1. A generation unit that generates customized training plans in real time based on each caregiver's skill level, learning history, and evaluation data, The Feedback Department provides real-time feedback based on data collected during care activities, The evaluation department comprehensively analyzes the evaluation data of caregivers and generates detailed reports that reflect the evaluation results in compensation and career paths. The Stress Management Department evaluates stress levels based on data obtained from caregivers' wearable devices and proposes appropriate stress relief and relaxation methods. It includes a community support section that automatically generates forum posts and Q&A sessions to promote knowledge sharing among caregivers. A system characterized by the following features.

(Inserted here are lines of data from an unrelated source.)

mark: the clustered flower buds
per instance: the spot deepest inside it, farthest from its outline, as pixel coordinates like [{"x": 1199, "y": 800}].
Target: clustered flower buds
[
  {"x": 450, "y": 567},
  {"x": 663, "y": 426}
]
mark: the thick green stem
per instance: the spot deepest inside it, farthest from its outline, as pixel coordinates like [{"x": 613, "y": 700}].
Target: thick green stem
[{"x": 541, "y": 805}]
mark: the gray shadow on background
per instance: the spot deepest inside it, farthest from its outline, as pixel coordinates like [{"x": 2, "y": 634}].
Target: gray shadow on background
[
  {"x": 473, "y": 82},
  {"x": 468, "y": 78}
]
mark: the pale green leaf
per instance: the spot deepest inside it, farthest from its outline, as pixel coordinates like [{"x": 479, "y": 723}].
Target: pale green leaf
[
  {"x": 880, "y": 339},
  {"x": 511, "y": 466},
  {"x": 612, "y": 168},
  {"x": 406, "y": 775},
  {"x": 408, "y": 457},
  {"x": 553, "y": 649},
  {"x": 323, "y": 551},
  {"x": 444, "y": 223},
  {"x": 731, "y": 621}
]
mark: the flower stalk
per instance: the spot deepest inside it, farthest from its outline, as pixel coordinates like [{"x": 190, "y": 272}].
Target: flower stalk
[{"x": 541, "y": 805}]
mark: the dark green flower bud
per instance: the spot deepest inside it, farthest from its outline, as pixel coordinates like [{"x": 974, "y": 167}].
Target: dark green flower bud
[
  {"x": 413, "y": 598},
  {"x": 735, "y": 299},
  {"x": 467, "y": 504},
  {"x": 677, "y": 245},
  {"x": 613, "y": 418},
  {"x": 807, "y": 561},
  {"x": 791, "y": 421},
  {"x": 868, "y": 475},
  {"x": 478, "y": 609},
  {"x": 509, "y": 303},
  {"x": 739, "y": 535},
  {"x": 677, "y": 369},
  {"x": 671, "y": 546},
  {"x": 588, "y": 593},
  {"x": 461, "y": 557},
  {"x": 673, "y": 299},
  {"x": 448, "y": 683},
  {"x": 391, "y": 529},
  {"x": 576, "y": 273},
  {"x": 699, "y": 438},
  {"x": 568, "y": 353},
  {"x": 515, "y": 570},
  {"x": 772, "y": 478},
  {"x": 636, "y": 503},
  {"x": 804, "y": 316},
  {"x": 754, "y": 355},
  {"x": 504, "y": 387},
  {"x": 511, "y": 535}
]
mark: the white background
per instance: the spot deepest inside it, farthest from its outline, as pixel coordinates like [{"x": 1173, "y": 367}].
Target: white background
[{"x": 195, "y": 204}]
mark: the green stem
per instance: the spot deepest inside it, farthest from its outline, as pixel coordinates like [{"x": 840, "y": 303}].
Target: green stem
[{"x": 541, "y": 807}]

2. The generating unit is The system estimates the caregiver's emotions and adjusts the training plan based on those estimated emotions. The system according to feature 1.

3. The generating unit is Analyze the caregiver's past training history to select the optimal training method. The system according to feature 1.

4. The generating unit is When generating a training plan, customize the plan based on the caregiver's current workload and schedule. The system according to feature 1.

5. The generating unit is The system estimates the emotions of caregivers and prioritizes training plans based on these estimated emotions. The system according to feature 1.

6. The generating unit is When generating training plans, the system prioritizes providing highly relevant training content by considering the caregiver's geographical location. The system according to feature 1.

7. The generating unit is When generating training plans, we analyze the social media activity of caregivers and provide relevant training content. The system according to feature 1.

8. The aforementioned feedback unit is The system estimates the caregiver's emotions and adjusts the way feedback is expressed based on those estimated emotions. The system according to feature 1.